Students say ID bill restricts young voters

afrank@newsobserver.comJuly 23, 2013 

— Millbrook High School government teacher Brian Schneidewind has perused 2,000 voter registration forms filled out by high school students, many of them 16- and 17-year-olds.

“I don’t see fraud,” he said Tuesday during a Senate committee meeting, where lawmakers were debating a recently expanded piece of voter ID legislation. The bill ends preregistration for 16- and 17-year-olds, adding another restriction on young voters to a bill that already disallowed college IDs as valid photo identification for voting. Republicans said they added such provisions to prevent voter fraud.

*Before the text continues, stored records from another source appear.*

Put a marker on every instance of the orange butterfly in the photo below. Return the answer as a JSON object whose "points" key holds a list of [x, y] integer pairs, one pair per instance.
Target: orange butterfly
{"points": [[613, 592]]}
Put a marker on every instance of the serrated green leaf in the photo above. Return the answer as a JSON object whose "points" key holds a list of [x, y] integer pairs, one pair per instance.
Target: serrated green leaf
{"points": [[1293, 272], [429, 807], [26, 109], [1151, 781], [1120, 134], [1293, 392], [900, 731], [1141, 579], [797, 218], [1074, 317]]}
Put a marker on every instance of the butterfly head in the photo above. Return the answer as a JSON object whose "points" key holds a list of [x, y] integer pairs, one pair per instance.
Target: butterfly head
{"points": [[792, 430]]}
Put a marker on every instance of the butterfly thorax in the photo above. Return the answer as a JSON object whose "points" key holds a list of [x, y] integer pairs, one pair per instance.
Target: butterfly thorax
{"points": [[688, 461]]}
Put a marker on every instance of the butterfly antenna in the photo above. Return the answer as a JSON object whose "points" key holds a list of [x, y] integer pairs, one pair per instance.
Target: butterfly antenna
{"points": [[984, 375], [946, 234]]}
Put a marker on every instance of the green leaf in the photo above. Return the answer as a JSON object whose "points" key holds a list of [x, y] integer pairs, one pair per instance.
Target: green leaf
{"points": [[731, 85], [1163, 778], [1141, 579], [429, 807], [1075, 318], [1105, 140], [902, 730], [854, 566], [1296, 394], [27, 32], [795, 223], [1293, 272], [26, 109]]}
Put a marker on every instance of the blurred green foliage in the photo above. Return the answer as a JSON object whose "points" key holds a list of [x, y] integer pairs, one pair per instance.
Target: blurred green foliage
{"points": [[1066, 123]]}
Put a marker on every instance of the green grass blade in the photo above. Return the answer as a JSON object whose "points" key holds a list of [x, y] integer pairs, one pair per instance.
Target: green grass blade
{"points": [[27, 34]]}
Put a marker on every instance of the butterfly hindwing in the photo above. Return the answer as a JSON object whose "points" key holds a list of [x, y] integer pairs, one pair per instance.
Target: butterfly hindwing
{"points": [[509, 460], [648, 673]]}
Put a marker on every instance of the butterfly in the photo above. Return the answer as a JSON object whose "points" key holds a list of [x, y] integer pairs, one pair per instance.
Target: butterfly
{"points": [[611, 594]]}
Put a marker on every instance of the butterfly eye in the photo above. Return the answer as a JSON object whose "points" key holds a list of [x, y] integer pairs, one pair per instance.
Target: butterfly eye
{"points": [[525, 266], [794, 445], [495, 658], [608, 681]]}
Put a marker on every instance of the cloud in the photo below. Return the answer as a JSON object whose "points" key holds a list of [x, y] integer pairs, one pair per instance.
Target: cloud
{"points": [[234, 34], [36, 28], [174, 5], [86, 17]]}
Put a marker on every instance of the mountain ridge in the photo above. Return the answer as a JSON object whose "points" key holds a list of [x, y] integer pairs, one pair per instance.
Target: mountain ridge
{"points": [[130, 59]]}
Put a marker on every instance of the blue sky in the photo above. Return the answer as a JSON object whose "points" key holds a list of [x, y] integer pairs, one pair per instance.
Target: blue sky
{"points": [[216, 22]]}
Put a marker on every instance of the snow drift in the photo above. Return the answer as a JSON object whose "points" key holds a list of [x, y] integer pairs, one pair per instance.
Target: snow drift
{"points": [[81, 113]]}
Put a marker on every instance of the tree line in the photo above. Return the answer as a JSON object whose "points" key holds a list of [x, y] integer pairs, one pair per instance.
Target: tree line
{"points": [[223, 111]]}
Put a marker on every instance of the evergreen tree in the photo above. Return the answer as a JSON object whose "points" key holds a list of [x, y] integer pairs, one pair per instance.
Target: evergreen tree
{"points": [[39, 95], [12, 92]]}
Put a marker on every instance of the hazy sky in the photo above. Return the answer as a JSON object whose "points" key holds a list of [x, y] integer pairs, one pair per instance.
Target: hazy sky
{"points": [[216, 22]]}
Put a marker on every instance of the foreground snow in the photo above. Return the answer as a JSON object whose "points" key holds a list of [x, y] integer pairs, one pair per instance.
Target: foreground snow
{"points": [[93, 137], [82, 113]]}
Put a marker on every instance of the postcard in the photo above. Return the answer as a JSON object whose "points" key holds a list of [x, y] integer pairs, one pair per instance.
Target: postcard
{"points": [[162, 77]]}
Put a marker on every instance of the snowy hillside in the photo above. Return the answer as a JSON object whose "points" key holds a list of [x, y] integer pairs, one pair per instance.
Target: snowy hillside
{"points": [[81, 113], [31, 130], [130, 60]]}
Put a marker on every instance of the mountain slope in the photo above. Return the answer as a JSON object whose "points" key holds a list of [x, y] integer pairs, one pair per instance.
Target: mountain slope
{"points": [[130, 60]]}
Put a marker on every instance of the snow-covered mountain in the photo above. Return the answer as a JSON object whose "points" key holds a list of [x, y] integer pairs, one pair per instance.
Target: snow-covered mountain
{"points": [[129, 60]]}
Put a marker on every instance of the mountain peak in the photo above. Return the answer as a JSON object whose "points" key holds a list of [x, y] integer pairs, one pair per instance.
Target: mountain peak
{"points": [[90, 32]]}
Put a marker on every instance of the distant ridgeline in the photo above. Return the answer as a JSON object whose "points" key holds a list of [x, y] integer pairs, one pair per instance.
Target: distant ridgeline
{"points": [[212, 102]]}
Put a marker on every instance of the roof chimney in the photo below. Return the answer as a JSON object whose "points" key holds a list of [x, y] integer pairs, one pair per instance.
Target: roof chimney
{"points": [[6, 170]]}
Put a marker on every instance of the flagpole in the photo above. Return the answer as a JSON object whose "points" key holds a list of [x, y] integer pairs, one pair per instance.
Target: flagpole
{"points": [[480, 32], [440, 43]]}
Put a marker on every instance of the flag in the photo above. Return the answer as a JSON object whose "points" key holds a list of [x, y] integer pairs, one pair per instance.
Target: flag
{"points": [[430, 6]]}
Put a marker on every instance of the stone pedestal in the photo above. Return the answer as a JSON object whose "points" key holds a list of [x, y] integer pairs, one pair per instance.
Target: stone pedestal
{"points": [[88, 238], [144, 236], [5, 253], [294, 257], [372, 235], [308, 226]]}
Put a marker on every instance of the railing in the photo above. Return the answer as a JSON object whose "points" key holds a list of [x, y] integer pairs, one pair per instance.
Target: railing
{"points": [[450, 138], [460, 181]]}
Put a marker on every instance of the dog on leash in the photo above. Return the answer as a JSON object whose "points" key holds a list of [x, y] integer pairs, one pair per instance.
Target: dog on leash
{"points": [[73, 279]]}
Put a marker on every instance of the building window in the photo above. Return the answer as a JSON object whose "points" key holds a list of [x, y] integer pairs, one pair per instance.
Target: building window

As the Millbrook voter registration drive’s sponsor, Schneidewind travels from classroom to classroom, asking eligible students whether they’d like to register. The students can’t vote until they’re 18, but preregistration has been part of an effort to get young people engaged in politics.

Schneidewind said the bill would reduce voter turnout at a time when voter apathy is growing.

“Over the last few years, I’ve had the pleasure of telling my students that this is a government of the people, for the people and by the people,” Schneidewind said. “And if this bill passes, I’m going to have a little bit harder time looking my students in the eye and telling them the same thing.”

Proponents of preregistration say it’s convenient for young potential voters to register at school or at the Department of Motor Vehicles.

“They’re going to the DMV, and at that time, … when you’re 16, you go get your license, you register to vote,” said Robert Nunnery, president of the UNC Association of Student Governments. “If we can streamline the process earlier, it helps everybody.”

Nunnery’s organization favors the House version of the voter ID bill, which allows students at state colleges to use their student IDs. He said the student IDs add some necessary flexibility for people without driver’s licenses.

Less than 70 percent of 19-year-olds have a driver’s license, according to a 2012 study from an issue of Traffic Injury Prevention. It found that the percentage of young people without driver’s licenses has dropped in the past 30 years.

Nunnery dismisses the argument bill supporters use that school IDs are easier to duplicate than those issued by the DMV. He said he’s amused by the idea because he knows so many more people who use fake state IDs than fake student IDs.

“You just need to make sure that’s who they say they are,” said Alexander Fux, who will be a senior at UNC Pembroke in the fall. “They both have a picture and have their name on them. … You don’t have to have a bunch of information. You don’t need the address and the height to go vote.”